Evaluation of epidemiologic risk factor in relation to lung cancer invoked by polycyclic aromatic hydrocarbons has been inconsistent. To address this issue, we conducted a prospective evaluation of new biomarkers for lung cancer classified according levels of idiotypic and anti-idiotypic antibodies against polycyclic aromatic hydrocarbons in human blood serum. The blood serums of 557 lung cancer patients and 227 healthy donors were analysis of these antibodies by ELISA. Collected data were regrouped and analyzed by gender, smoking, and age as predictors of risk lung cancer factors. Also, the data of lung cancer patients were additionally analyzed by stages and types of lung cancer, surgery, and chemotherapy. It was suggested to use ratio of idiotypic and anti-idiotypic antibodies rather than distinguish level each of them separately. The ratio of levels in healthy people was 3.32 times higher than in lung cancer patients. This approach gave more precisely results and great prognostic value. The logistic regression model (AUC = 0.9) and neural networks (AUC = 0.95) were built to compare lung cancer patients and healthy donors by predictors. The ELISA data of 49 people random sampled from the originally ELISA data and ELISA data of 52 coal miners as a group of lung cancer risk were confirmed logistic regression model. So, suggested idiotypic and anti-idiotypic antibodies against polycyclic aromatic hydrocarbons were not only shown difference between healthy donors and lung cancer patients also elicited group of lung cancer risk among healthy people.
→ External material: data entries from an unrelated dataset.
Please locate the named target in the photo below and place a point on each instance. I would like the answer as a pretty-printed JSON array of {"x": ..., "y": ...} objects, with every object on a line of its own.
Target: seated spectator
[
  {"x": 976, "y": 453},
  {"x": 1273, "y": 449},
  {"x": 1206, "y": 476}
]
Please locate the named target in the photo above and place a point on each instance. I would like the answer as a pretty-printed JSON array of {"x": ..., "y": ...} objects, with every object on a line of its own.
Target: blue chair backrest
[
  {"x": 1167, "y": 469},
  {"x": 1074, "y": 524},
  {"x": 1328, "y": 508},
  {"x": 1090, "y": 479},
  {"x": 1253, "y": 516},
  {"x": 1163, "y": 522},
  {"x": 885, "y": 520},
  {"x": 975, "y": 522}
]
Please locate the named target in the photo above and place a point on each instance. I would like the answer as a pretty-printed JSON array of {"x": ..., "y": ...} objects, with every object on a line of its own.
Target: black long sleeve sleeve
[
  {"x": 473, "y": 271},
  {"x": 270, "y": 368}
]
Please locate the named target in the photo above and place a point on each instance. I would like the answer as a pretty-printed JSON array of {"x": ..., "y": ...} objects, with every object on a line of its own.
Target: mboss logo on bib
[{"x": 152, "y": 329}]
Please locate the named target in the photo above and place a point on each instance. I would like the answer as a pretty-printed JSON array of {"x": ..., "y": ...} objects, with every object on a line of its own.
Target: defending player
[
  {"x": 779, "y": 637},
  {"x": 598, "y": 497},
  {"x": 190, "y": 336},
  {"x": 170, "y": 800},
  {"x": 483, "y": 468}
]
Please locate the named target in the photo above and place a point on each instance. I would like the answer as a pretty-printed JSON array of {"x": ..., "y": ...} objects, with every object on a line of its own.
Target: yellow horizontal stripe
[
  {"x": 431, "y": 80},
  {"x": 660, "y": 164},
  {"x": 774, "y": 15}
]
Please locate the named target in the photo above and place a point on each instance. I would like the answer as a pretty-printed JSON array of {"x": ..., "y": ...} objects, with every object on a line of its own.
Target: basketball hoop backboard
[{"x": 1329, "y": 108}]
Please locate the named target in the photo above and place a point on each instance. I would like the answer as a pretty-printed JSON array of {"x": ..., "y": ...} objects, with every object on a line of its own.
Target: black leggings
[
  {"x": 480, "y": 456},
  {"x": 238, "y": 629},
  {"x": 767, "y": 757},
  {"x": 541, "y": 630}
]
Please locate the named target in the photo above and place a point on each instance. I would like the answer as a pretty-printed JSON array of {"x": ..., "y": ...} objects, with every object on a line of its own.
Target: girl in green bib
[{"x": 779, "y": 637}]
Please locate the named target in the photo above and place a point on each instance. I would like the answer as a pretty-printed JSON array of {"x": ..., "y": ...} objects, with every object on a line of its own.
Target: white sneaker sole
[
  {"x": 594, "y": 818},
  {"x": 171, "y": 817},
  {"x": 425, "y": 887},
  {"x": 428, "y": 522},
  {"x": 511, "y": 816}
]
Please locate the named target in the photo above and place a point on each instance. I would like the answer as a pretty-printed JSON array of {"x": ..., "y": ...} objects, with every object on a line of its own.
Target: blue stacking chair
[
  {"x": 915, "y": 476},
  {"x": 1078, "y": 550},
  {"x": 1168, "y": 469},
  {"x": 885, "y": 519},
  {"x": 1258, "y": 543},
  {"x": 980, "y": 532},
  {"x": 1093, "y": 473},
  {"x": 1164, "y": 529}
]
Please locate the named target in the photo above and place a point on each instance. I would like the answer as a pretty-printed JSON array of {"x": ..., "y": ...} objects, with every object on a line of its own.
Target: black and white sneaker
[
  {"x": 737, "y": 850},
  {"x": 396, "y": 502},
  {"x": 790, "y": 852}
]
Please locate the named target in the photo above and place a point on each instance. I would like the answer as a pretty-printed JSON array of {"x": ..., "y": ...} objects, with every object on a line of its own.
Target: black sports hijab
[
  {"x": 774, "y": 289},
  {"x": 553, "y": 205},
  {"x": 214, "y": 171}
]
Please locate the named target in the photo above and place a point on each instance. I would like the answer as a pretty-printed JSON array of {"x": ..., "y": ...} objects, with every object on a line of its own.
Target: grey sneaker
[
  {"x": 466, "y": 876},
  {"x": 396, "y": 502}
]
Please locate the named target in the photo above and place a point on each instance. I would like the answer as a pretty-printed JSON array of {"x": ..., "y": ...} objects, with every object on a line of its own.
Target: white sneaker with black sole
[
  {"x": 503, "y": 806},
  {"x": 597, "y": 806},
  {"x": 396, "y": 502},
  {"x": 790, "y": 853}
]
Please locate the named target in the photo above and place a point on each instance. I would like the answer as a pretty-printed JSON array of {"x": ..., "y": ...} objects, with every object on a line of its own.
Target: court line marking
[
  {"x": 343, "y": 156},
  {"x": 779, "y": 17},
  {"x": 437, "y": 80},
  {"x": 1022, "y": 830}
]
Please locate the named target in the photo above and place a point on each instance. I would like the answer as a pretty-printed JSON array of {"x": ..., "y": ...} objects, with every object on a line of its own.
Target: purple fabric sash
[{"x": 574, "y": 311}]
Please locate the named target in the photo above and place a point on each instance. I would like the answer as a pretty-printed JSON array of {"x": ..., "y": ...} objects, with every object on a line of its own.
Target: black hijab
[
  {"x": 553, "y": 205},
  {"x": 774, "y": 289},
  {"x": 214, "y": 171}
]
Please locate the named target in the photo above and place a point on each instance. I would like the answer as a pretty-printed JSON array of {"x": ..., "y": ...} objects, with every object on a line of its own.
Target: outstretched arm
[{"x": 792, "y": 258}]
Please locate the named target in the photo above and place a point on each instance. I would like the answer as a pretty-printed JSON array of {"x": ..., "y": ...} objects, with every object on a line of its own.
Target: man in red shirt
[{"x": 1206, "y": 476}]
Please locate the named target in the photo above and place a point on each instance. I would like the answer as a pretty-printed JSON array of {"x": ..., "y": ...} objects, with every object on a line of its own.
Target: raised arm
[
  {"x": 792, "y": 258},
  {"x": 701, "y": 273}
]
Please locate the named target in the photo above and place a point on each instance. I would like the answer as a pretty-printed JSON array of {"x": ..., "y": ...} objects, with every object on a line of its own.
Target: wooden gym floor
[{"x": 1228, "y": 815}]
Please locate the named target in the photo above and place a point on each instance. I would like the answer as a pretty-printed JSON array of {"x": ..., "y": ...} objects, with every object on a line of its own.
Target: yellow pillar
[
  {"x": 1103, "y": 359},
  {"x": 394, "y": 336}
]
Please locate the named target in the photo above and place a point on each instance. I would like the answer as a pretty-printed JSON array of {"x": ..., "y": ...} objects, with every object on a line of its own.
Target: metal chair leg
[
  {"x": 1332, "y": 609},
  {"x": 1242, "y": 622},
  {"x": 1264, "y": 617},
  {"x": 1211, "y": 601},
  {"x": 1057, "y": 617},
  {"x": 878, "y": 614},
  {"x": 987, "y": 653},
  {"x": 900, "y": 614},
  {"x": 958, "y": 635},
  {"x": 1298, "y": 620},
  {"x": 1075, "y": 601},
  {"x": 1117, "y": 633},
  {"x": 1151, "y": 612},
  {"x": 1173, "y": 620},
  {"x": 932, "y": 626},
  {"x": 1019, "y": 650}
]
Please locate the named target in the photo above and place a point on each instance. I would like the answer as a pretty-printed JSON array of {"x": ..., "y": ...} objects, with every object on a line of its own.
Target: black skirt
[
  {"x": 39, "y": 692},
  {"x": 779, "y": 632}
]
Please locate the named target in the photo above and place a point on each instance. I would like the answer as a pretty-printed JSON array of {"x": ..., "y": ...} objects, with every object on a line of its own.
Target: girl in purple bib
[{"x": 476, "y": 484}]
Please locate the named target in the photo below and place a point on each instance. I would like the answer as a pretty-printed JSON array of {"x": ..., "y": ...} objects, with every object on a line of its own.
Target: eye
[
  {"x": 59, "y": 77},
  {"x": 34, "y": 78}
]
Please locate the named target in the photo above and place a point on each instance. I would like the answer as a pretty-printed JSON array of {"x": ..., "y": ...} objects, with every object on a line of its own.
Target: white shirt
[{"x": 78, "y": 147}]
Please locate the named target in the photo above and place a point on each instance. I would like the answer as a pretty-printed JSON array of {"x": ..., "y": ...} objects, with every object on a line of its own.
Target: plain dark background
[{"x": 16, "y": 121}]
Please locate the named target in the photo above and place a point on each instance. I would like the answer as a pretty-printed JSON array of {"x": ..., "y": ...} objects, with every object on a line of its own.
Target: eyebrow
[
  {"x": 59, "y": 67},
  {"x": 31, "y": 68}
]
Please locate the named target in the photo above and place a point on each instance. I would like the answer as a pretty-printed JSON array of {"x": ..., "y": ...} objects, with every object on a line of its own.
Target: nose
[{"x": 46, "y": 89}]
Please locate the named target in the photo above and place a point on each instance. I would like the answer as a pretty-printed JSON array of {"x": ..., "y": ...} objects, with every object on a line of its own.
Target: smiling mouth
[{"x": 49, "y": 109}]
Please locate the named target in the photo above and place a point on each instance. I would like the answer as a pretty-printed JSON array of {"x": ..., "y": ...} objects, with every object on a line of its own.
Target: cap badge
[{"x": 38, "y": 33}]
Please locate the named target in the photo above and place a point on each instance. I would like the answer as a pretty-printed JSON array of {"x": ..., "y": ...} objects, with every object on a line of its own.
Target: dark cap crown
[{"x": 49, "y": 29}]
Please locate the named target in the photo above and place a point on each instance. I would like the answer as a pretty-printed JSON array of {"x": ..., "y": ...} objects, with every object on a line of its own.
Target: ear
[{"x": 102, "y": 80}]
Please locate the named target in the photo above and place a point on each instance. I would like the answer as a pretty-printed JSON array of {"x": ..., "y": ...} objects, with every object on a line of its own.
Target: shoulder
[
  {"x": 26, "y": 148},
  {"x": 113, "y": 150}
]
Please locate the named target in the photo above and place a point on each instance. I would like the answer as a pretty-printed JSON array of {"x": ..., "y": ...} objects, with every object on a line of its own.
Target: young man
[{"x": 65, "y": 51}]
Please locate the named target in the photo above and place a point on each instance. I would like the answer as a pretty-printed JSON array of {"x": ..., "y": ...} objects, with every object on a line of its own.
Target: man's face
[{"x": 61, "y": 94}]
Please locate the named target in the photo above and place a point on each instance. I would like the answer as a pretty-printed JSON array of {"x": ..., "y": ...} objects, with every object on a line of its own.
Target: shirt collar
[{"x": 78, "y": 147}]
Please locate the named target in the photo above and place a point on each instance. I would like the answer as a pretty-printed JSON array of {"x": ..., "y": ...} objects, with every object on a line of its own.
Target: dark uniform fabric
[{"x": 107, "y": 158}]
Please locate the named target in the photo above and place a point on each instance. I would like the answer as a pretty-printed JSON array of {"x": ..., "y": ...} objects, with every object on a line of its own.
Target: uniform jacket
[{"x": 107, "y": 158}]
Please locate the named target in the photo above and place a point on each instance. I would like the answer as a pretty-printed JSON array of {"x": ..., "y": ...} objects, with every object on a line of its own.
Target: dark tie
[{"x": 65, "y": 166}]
多环芳烃引发的肺癌相关流行病学危险因素评估结果并不一致。为解决这一问题,我们针对根据人血清中针对多环芳烃的独特型和抗独特型抗体水平分类的肺癌新生物标志物进行了前瞻性评估。通过酶联免疫吸附测定法(ELISA)对557名肺癌患者和227名健康捐赠者的血清进行了这些抗体的分析。收集的数据按性别、吸烟情况和年龄重新分组并分析,作为肺癌风险因素的预测指标。此外,还按肺癌的分期和类型、手术及化疗情况对肺癌患者的数据进行了额外分析。建议使用独特型和抗独特型抗体的比例,而非分别区分它们各自的水平。健康人群中的水平比例比肺癌患者高3.32倍。这种方法得出了更精确的结果和很大的预后价值。构建了逻辑回归模型(曲线下面积[AUC]=0.9)和神经网络(AUC=0.95),以通过预测指标比较肺癌患者和健康捐赠者。从最初的ELISA数据中随机抽取的49人的ELISA数据以及作为肺癌风险组的52名煤矿工人的ELISA数据证实了逻辑回归模型。因此,针对多环芳烃的独特型和抗独特型抗体不仅显示出健康捐赠者和肺癌患者之间的差异,还在健康人群中引发了肺癌风险组。